Future perspectives and concluding remarks
There are a number of valuable models available to image the interaction between fungi and the vasculature and parenchyma of the brain. Each has its advantages and limitations. Additionally, these tools may be used in conjunction with techniques to explore the cell biology and pathophysiology of the interaction between fungi and endothelium. There are a number of outstanding questions. For example, what is the role of environmental and epigenetic modulation in the lung on subsequent brain invasion? A number of virulence factors and receptor ligand interactions have been identified. What is the stage at which these factors play a role during arrest and transmigration into the brain? There is evidence that yeast cells leave the lung within macrophages. Do the macrophages carry the yeast to the site of arrest, through the BBB or into the brain parenchyma (Chretien et al., 2002; Santangelo et al., 2004; Shea et al., 2006; Kechichian et al., 2007; Charlier et al., 2009; Casadevall, 2010)? Additionally, how does the microbe respond to signals provided during contact with the endothelium and how does the endothelium respond to signals provided during contact with the fungi? Is there a stress response that is important in transmigration? These and other questions await further study.
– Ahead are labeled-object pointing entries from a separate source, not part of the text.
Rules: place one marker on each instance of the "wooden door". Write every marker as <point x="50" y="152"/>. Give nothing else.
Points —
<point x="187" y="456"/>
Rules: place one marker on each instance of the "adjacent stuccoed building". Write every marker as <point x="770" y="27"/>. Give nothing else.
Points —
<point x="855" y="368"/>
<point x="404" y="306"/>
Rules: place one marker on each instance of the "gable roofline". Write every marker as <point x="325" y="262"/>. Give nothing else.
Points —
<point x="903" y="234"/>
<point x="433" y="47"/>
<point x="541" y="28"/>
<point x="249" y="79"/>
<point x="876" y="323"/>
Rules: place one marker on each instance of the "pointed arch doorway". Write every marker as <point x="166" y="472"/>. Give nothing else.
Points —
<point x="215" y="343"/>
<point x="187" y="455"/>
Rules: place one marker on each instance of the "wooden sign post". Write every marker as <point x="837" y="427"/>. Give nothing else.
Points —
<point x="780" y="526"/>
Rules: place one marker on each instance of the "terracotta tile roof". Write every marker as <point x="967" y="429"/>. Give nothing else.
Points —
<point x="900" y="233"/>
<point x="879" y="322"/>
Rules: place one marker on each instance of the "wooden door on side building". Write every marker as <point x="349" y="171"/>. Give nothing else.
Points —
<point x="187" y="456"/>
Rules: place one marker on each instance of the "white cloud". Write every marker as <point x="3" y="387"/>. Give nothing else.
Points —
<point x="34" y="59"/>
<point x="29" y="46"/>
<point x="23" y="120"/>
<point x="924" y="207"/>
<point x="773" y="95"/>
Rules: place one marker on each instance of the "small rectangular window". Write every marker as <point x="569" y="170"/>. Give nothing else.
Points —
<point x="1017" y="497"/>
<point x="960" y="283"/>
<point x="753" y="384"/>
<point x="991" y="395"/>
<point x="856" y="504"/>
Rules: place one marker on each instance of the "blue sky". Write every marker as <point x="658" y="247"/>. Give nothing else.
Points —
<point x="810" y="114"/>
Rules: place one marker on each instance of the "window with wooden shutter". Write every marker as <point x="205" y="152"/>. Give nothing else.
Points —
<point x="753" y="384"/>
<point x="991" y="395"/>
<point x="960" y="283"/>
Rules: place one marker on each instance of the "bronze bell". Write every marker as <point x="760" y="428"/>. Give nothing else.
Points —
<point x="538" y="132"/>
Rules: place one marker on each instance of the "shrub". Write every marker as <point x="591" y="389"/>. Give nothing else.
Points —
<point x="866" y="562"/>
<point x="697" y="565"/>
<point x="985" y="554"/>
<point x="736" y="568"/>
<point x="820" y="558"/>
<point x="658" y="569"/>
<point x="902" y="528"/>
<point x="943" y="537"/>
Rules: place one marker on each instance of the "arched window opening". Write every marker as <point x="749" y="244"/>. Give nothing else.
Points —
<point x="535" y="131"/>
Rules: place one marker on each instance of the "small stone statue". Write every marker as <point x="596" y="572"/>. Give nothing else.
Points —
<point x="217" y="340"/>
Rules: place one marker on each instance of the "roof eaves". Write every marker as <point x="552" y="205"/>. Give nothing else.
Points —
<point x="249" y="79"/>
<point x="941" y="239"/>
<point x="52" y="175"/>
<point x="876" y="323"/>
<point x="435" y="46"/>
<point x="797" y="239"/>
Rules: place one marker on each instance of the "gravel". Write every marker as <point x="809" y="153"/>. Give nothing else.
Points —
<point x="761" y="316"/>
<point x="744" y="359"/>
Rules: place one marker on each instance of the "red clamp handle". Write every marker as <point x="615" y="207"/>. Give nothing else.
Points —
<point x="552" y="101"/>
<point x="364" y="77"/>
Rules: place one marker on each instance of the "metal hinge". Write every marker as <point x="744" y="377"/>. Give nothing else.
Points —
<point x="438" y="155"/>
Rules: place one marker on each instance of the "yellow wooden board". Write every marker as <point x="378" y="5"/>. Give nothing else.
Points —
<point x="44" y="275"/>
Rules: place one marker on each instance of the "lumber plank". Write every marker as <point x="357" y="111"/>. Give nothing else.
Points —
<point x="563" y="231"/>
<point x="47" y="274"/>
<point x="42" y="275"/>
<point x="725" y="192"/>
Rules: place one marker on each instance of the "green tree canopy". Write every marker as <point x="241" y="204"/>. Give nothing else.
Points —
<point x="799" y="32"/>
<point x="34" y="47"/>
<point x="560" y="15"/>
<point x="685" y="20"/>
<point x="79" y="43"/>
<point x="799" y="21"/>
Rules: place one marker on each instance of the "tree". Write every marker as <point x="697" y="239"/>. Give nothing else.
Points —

Taken together, IVM enables dynamic studies with high resolution of cellular and subcellular events in real time and its application to examine fugal migration to the CNS has been considered as an important advance in this field. It is believed that IVM will become an increasingly valuable research tool in the field and make greater contributions to our understanding of fungal migration in the CNS, with continuous improvements of fluorescent and bioluminescent probes, microscopes and associated filters, cameras and image acquisition, analysis software, as well as transgenic mice expressing fluorescently labelled proteins.